The Love Songs of W. E.B. Du Bois is the one people were anxious about, just because of its size. However, when I finished, I thought it warranted its 800 pages. The story is so expansive and it’s filled with so many characters—but despite everything that happens, I was invested the whole time. I ended up loving this one when I was done. You can tell Jeffers is a poet, because the writing is exquisite, and I think this reads like a modern classic in many ways—like, in my head, I picture one of those great 1950’s books. I like that. Also most people don’t know how to actually write a big book and Jeffers does.
One of the books I was most impressed with this year was Intimacies by Katie Kitamura—It’s one of the best written books of the year, and I was floored by just how effective Kitamura is. Her prose is informed by the subject matter, playing with our own intimate relationship to the story, and there’s nothing more brilliant than that. This is one of those books that I read and thought, everyone should read this, to know what good writing really is.
My queen, Lauren Groff, appears on this list for a third time, with Matrix—a book about nuns in France.

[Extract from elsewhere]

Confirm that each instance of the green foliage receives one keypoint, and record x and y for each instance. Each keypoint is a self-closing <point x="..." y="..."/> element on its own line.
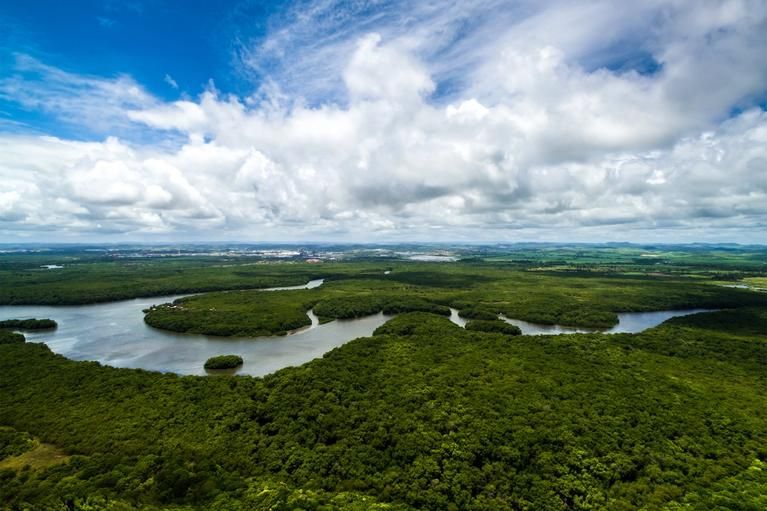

It is surprisingly super readable, despite the subject matter, and I think Groff’s love of George Eliot is more apparent here than ever. There were many moments where I could see the same quiet wisdom and structural brilliance, and I love when I can see a writers inspirations in ways that aren’t maybe intentional but just grow naturally out of a place of love and admiration. While Fates and Furies will always be my favorite, I have such a deep respect for what Groff continues to be able to pull off, and yes I am biased because she is my queen, but I can also say that she is one of the greatest writers of the past fifty years and you can fight me on it.
Now, for the winner, Hell of a Book—I wasn’t sure what to expect, initially, but as I listened to the audiobook on my way to work one morning, I found myself cackling every other minute. I rarely laugh at books. I spent more time in my car that week than I had in months, just because I wanted to see where the story went. By Saturday, I had a hundred pages left, and I picked up my physical copy and tore through it. The end of this book made me weep harder than I have over any book in the last six years. I couldn’t keep it in. There is such a structural brilliance to Mott’s book that is hard to articulate. It’s smart and funny and devastating and a master class in balancing tone and converging stories. I think it is deeply impressive.
This book also speaks to the very frustrations I’ve been trying to articulate in this newsletter. The writer protagonist of Hell of a Book is struggling to reconcile the kind of artist he wants to be and the stories he wants to tell with the expectations of the publishing world and the wants of the general reader. Of course the novel deals with much more than that, but I do think this question is prevalent throughout and makes you consider everything else with a new lens.
With the National Book Award for fiction, the winner doesn’t always end up being the book that is the most ‘enjoyable’ to read, or the most ‘heart tugging’—but this year, with Hell of a Book, I think they found a book that really does it all. I’m happy this book won because I think it is deserving of what the award is looking for—the best written book by an American writer. And what is a better written book than one that manages the almost impossible feat of being a Hell of a Book?